The site’s milestone anniversary is being marked with a low-key virtual celebration — any plans for a bigger bash scrapped due to the coronavirus pandemic. But make no mistake, the creation of Midewin remains a very big deal to conservationists, historians and nature lovers.
Midewin, situated on land that was once home to the Joliet Arsenal, was the first designated national tallgrass prairie in the U.S. and remains the largest such restoration east of the Mississippi. At 18,000 acres — transferred from the U.S. Army to the USDA Forest Service — Midewin is twice the size of all other prairie remnants in Illinois combined.
And yet it represents a tiny fraction of the 170 million acres of tallgrass prairie that once sliced through the center of North America, from Manitoba, Canada, down to the Gulf of Mexico.

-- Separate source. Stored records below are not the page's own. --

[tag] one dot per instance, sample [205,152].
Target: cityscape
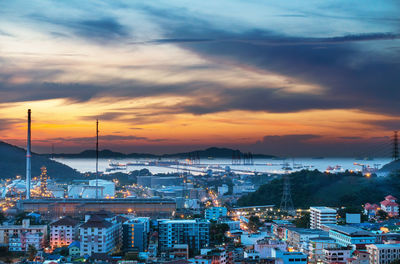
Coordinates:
[212,132]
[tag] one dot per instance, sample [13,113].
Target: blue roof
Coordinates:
[75,244]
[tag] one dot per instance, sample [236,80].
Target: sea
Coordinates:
[259,165]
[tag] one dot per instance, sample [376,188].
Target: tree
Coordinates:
[382,215]
[32,252]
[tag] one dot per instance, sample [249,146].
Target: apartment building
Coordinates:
[320,215]
[63,232]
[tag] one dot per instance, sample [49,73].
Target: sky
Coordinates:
[288,78]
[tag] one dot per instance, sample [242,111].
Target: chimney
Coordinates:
[28,158]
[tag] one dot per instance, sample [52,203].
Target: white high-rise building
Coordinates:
[108,187]
[383,253]
[63,232]
[99,234]
[320,215]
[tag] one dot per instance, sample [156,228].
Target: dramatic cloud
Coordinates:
[318,75]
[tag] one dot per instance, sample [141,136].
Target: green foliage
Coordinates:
[311,188]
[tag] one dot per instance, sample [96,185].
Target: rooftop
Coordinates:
[65,221]
[349,230]
[323,209]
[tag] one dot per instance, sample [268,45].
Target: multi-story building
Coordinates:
[317,245]
[371,209]
[350,236]
[336,255]
[214,213]
[19,237]
[390,206]
[359,257]
[383,253]
[99,234]
[320,215]
[297,236]
[135,234]
[194,233]
[179,251]
[264,247]
[283,257]
[63,232]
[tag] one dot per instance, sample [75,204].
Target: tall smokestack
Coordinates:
[28,158]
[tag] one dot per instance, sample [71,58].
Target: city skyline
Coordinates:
[316,79]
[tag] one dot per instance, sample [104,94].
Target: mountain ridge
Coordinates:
[13,163]
[214,152]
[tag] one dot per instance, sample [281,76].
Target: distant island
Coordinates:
[212,152]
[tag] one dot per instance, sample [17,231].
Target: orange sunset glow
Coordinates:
[197,78]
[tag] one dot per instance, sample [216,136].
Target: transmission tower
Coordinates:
[287,202]
[395,146]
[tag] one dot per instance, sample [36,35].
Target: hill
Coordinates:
[210,152]
[311,188]
[13,162]
[106,154]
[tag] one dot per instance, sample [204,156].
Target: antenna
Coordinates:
[28,158]
[97,159]
[395,146]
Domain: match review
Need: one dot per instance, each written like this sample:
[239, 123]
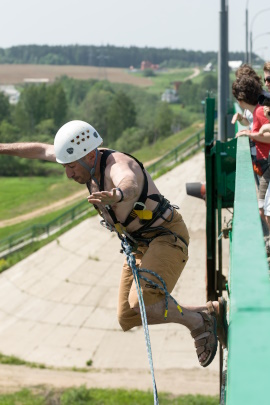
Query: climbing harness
[128, 250]
[131, 242]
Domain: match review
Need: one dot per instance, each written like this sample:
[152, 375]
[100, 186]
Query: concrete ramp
[58, 306]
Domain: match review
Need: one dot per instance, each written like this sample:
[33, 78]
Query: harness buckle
[140, 210]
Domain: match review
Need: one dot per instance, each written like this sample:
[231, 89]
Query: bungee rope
[128, 250]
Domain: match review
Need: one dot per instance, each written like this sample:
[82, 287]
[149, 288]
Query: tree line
[127, 117]
[109, 56]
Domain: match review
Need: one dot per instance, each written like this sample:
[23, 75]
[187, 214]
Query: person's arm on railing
[29, 150]
[263, 135]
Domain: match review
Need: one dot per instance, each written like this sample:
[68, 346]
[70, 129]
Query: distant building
[145, 64]
[234, 64]
[36, 81]
[208, 67]
[12, 94]
[170, 96]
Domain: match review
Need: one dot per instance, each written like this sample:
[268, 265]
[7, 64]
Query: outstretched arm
[29, 150]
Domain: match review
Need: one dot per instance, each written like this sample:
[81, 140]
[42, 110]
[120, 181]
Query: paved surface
[58, 306]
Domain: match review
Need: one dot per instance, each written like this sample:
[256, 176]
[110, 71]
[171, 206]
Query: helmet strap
[91, 170]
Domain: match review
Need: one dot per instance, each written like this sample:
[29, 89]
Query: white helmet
[74, 140]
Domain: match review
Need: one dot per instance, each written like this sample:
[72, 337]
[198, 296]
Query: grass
[163, 146]
[20, 195]
[16, 361]
[15, 257]
[84, 396]
[164, 80]
[43, 219]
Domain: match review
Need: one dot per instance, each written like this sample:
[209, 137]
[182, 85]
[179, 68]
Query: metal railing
[249, 293]
[184, 149]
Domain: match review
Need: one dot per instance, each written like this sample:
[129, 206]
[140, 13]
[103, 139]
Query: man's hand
[105, 197]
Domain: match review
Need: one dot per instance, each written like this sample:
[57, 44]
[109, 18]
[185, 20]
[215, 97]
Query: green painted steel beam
[249, 291]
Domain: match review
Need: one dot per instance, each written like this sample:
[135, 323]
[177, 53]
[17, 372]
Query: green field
[25, 194]
[164, 80]
[84, 396]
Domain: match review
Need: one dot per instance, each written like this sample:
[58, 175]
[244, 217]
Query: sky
[176, 24]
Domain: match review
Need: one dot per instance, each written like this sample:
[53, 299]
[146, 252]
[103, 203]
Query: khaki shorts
[165, 256]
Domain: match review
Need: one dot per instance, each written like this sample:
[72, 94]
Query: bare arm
[123, 177]
[240, 118]
[29, 150]
[262, 136]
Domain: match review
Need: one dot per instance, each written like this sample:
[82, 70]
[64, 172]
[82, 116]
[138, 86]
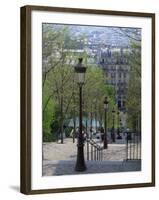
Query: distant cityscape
[107, 48]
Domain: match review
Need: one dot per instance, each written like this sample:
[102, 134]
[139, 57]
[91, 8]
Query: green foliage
[134, 88]
[60, 92]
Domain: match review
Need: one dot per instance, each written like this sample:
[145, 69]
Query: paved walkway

Early white explorers — among them Meriwether Lewis and William Clark and Zebulon Pike — mistook this treeless sea of grass, some of it as high as 9 feet tall, for a wasteland, dubbing it the Great American Desert. In actuality, the land contained some of the nation’s most fertile soil, and the prairie was eventually plowed under, drained, over-grazed and developed to near elimination.
Though fragments of tallgrass prairie are scattered throughout the Midwest and Great Plains, scarcely any is of significant size. The Flint Hills tallgrass prairie, spanning portions of Kansas and Oklahoma, is the only intact expanse, too rocky to have ever been farmed.

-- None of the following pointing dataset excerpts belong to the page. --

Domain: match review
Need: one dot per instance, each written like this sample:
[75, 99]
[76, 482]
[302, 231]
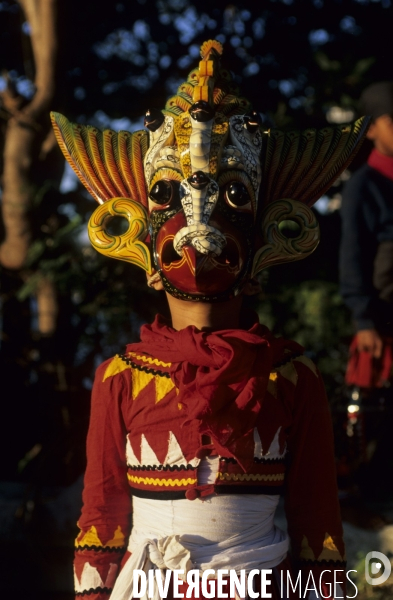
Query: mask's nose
[199, 195]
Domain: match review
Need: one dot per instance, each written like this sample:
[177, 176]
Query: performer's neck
[205, 315]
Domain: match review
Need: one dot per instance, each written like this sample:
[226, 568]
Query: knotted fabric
[221, 376]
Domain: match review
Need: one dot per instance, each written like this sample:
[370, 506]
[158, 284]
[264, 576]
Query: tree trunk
[28, 139]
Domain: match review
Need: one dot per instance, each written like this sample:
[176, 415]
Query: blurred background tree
[64, 308]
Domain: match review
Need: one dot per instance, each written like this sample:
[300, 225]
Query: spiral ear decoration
[279, 248]
[128, 246]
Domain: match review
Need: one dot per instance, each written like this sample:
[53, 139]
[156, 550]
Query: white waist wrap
[221, 532]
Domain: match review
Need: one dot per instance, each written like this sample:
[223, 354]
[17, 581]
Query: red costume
[206, 430]
[282, 444]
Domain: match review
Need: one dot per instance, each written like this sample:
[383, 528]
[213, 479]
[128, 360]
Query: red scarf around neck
[221, 376]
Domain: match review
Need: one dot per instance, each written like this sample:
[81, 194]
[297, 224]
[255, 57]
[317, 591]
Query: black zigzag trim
[100, 549]
[178, 495]
[287, 359]
[91, 591]
[161, 467]
[134, 365]
[259, 461]
[315, 563]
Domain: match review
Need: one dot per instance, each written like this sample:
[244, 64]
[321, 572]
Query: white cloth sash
[255, 544]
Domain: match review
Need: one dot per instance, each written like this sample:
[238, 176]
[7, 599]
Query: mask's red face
[202, 207]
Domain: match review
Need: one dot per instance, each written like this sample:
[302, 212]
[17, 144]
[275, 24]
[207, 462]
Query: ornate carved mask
[205, 188]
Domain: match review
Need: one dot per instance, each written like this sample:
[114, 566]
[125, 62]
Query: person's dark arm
[105, 520]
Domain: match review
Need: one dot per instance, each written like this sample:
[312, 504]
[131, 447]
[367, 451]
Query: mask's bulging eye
[236, 195]
[164, 191]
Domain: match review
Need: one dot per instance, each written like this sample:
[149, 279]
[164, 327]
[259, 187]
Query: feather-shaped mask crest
[204, 188]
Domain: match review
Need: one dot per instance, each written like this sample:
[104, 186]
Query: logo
[377, 563]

Midewin’s breadth presented the opportunity for large-scale habitat restoration, important for species that need wide open spaces, but it also meant the process would take time. It’s slow-going work to undo the effects of decades if not centuries of agricultural and industrial use, and to re-introduce practices like prescribed burns — the use of fire to manage invasive species and promote the growth of native prairie plants, some 275 species of which are being planted at Midewin.
After 25 years, Midewin is still very much “under construction” but there have been a number of measurable successes. The USDA Forest Service has created a digital timeline of major accomplishments, from the establishment of the first seed production gardens in 1996, to the creation of temporary trails in 2001, to the introduction of bison in 2015.
There are signs that wildlife is beginning to recognize Midewin as habitat to call home. At least two pairs of nesting bald eagles have been spotted, as has the endangered rusty-patched bumblebee. Monarch butterflies huddle up at Midewin in the fall as they make a pit stop for food and rest on their journey south to Mexico.
More acreage is expected to be transferred to Midewin as the army completes cleanup of environmental contamination on former arsenal land.
Journalist and prairie restoration advocate Bill Kurtis is among the featured guests that will appear during Midewin’s silver anniversary celebration at 6 p.m. Wednesday. Registration is open for the free virtual event, sponsored by the National Forest Foundation.